Based on the current scientific evidence, vitamin D supplementation is an urgently needed, low cost, effective, and safe intervention strategy for breast cancer prevention that should be implemented without delay. There have been over 30 studies performed on toxicity of vitamin D. These studies have shown that at oral intakes of up to 10,000 IU per day of vitamin D3 or serum 25(OH)D concentrations below 100 ng/ml, no adverse health effects have been observed.- In a randomized controlled trial of vitamin D with pregnant and lactating women, supplementation with 4,000 IU/d vitamin D3 did not result in any adverse effects such as hypercalcemia or hypercalcuria. Moreover, the Institute of Medicine recently established 4,000 IU per day as the tolerable upper limit of safe intake. Additional epidemiological studies of the effect of high serum concentrations of doses of vitamin D on breast cancer risk should be performed. Randomized controlled trials (RCT) of oral intake of 4,000 IU/day of vitamin D3, with separate trials for premenopausal and post-menopausal women residing at latitudes > 37 degrees north are one option. However, epidemiological history has shown that an RCT is not necessary to establish causality or to prevent a disease. For example, it is widely accepted that tobacco smoking causes lung cancer, yet this knowledge was gained as the result of ordinary observational studies. Examples of this type abound in the history of epidemiology, such as John Snow’s use of an ecological approach to elucidate the cause of cholera, or use of contact tracing for tuberculosis.
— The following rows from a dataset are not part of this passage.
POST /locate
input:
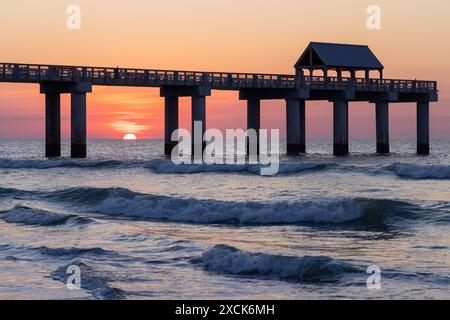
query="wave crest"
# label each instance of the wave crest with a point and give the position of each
(31, 216)
(49, 164)
(418, 172)
(92, 280)
(167, 167)
(163, 208)
(229, 260)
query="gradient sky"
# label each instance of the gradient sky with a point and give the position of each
(217, 35)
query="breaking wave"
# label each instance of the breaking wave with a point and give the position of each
(122, 202)
(167, 167)
(49, 164)
(229, 260)
(31, 216)
(418, 172)
(96, 282)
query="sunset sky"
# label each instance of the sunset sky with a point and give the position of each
(216, 35)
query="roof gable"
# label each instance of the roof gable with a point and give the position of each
(339, 55)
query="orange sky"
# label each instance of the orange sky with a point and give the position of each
(216, 35)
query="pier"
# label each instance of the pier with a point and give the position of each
(325, 71)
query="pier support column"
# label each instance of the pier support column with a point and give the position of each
(78, 125)
(382, 124)
(253, 122)
(340, 121)
(295, 126)
(52, 125)
(198, 115)
(170, 123)
(423, 128)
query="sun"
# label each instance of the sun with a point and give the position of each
(129, 136)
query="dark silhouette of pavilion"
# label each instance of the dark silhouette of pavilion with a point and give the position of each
(340, 58)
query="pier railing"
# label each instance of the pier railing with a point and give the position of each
(35, 73)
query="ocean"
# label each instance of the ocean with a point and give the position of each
(138, 227)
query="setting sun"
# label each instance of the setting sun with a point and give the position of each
(129, 136)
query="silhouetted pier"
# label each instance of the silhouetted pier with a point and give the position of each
(296, 90)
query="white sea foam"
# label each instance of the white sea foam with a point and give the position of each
(229, 260)
(167, 167)
(418, 172)
(49, 164)
(212, 211)
(32, 216)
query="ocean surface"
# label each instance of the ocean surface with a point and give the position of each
(139, 227)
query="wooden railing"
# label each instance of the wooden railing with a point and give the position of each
(35, 73)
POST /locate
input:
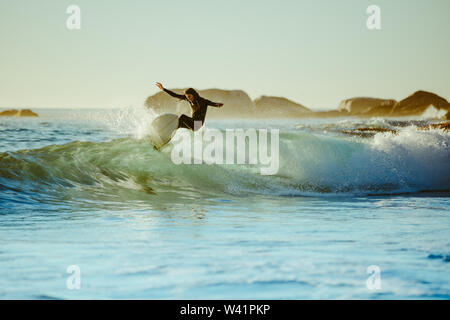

Furthermore, RCT’s take far longer to complete and can cost up to 350 times as much as a nested case-control or ordinary case control study of the same topic when the purpose is testing prevention. Study after study, utilizing varying designs in both human populations and the laboratory, has demonstrated that vitamin D substantially reduces the risk of breast cancer. The A.B. Hill criteria have been largely satisfied, providing a compelling case for a causal, inverse relationship between vitamin D status and risk of breast cancer.